The House of Representatives Public Accounts Committee has approved a N248.6 billion financial relief and 10-year debt restructuring framework for the Kano, Jos and Ikeja Electricity Distribution Companies as part of efforts to stabilise Nigeria’s power sector. The resolution followed the adoption of a technical subcommittee report reviewing the 2021 Auditor-General for the Federation’s findings on the growing indebtedness of electricity distribution companies to the Nigeria Bulk Electricity Trading Company.
Chairman of the subcommittee, Mark Chidi Obetta, said the intervention targets legacy debts and accrued interest weighing down the affected DisCos. The approved relief covers N128.6 billion in accrued interest between 2015 and September 2025, alongside N120.1 billion in historical debts, bringing the total to N248.6 billion. Findings by the committee showed that the cumulative indebtedness of 11 DisCos rose from about N1 trillion as of December 2024 to N1.3 trillion by September 2025, driven largely by interest accruals and persistent non-payment of market obligations.
The audit revealed that Abuja DisCo topped the debt chart with N275.1 billion, followed by Kaduna DisCo with N303.8 billion, while Kano, Jos and Ikeja DisCos accounted for significant portions of the liabilities under review. A key issue during the probe was the legitimacy of interest charges on outstanding invoices, with the affected DisCos disputing the charges, arguing that existing market rules did not explicitly provide for them. In response, the Nigerian Electricity Regulatory Commission directed NBET in January 2026 to waive interest on invoices issued between 2015 and 2020, while allowing interest charges from 2021 onward. It also ordered the exclusion of interest linked to delays involving financial intermediary Meristem.
Following the directive, NBET was asked to recompute liabilities, including the N128 billion interest component attributed to the three DisCos. The committee further recommended that the DisCos restructure and repay their N120.1 billion legacy debts over a period not exceeding 10 years. It also proposed that liabilities incurred during government intervention in Kano DisCo, estimated at N13.39 billion, be transferred to the Nigerian Electricity Liability Management Company, in line with existing precedents.

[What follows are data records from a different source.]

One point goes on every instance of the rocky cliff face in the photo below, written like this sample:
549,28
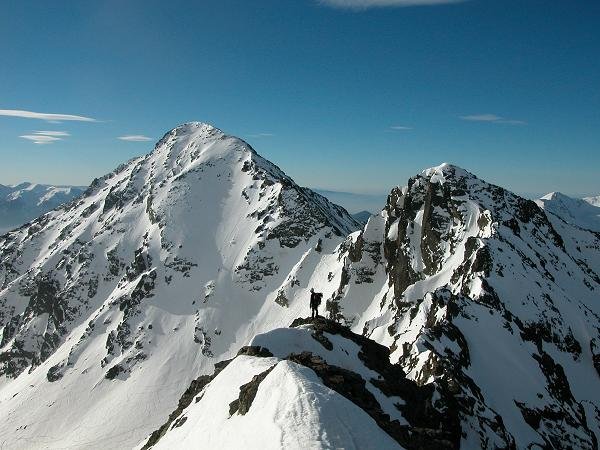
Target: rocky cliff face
481,294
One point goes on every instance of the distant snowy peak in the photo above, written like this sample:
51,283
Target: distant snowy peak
470,282
594,201
20,203
584,213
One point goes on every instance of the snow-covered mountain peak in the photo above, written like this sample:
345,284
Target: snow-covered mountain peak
444,172
158,269
580,212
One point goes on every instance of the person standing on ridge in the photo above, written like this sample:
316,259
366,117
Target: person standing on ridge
315,301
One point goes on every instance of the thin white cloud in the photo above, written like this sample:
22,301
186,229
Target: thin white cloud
492,118
40,138
135,138
364,4
52,133
50,117
259,135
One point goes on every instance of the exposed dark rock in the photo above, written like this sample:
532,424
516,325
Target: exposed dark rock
247,393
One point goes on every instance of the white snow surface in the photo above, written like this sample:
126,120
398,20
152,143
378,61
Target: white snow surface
20,203
164,267
292,409
584,213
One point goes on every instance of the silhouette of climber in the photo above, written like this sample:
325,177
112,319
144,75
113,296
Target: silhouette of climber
315,301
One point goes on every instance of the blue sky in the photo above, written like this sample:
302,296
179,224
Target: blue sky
340,97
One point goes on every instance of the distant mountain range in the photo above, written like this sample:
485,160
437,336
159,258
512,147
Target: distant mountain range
584,213
355,203
23,202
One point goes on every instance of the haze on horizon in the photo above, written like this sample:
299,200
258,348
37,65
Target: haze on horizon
344,95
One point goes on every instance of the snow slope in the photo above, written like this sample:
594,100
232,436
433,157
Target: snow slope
161,268
315,386
23,202
594,201
584,213
480,294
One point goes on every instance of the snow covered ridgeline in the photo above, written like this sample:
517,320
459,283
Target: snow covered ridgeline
315,385
485,285
160,269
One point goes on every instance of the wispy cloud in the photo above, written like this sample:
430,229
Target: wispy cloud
364,4
135,138
259,135
45,137
40,138
49,117
492,118
53,133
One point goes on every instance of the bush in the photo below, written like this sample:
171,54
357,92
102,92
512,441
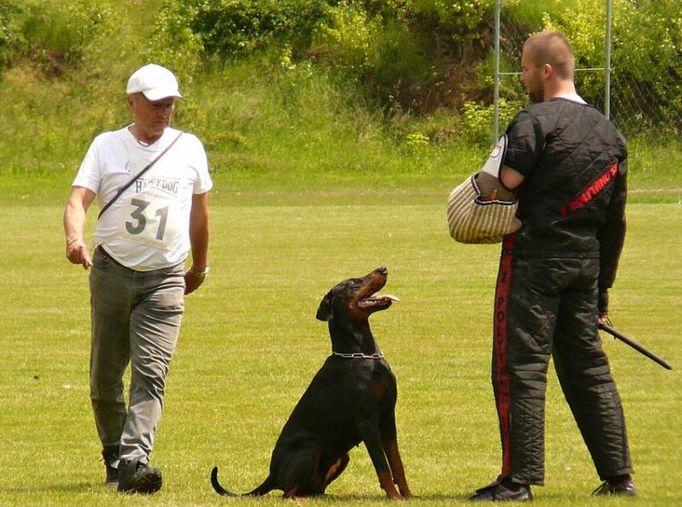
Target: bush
10,32
646,57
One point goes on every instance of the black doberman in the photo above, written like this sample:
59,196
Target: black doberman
350,400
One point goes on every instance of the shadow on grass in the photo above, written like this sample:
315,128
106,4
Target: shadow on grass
81,487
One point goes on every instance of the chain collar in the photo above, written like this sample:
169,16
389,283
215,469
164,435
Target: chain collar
358,355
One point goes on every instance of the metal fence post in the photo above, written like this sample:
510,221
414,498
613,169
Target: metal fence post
496,106
607,65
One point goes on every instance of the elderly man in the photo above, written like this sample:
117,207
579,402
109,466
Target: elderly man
567,165
151,182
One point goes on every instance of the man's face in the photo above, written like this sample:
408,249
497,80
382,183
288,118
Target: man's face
532,78
151,117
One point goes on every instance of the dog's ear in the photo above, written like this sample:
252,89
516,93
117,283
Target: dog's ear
324,311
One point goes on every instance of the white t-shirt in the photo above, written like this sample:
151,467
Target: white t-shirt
147,227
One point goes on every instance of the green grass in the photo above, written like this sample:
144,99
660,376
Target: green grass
312,186
250,344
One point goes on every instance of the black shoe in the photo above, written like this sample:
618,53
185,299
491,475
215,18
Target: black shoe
624,486
501,491
136,477
110,457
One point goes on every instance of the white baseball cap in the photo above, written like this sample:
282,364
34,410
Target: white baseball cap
154,81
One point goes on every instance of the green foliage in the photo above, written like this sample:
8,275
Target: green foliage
646,51
225,28
479,119
56,34
10,31
463,18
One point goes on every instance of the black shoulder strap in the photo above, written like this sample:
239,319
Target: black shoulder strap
134,178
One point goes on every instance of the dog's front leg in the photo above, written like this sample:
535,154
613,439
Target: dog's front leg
369,431
390,443
397,468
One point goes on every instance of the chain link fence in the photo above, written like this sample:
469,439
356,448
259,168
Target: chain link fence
628,61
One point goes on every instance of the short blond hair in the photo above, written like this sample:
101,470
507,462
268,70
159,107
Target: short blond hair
554,49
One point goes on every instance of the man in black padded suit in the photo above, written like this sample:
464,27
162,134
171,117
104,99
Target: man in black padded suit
567,165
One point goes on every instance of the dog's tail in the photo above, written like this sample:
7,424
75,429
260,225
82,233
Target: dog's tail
259,491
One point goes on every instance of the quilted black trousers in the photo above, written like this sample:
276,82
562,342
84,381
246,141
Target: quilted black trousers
547,307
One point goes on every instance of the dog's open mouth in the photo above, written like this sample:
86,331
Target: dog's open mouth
377,302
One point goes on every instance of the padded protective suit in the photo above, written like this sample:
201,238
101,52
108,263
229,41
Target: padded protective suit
552,273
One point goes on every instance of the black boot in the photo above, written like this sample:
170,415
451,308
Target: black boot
110,457
620,485
137,477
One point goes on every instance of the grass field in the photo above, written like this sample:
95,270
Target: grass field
250,344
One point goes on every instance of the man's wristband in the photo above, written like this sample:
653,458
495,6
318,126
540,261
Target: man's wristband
201,274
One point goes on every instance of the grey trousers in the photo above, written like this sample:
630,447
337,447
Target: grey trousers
135,319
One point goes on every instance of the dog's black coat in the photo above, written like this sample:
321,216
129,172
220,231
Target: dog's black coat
350,400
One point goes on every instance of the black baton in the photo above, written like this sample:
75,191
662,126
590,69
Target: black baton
635,345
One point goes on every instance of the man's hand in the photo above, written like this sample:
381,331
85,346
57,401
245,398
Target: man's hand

Committee Chairman Bamidele Salam stressed the need for strict compliance with market rules going forward to prevent further debt accumulation. He warned that failure to address the sector’s financial challenges could undermine the sustainability of electricity distribution in the country. The committee directed all DisCos to meet their current obligations, noting that improved financial discipline, alongside regulatory reforms, is critical to ensuring a stable and efficient power sector.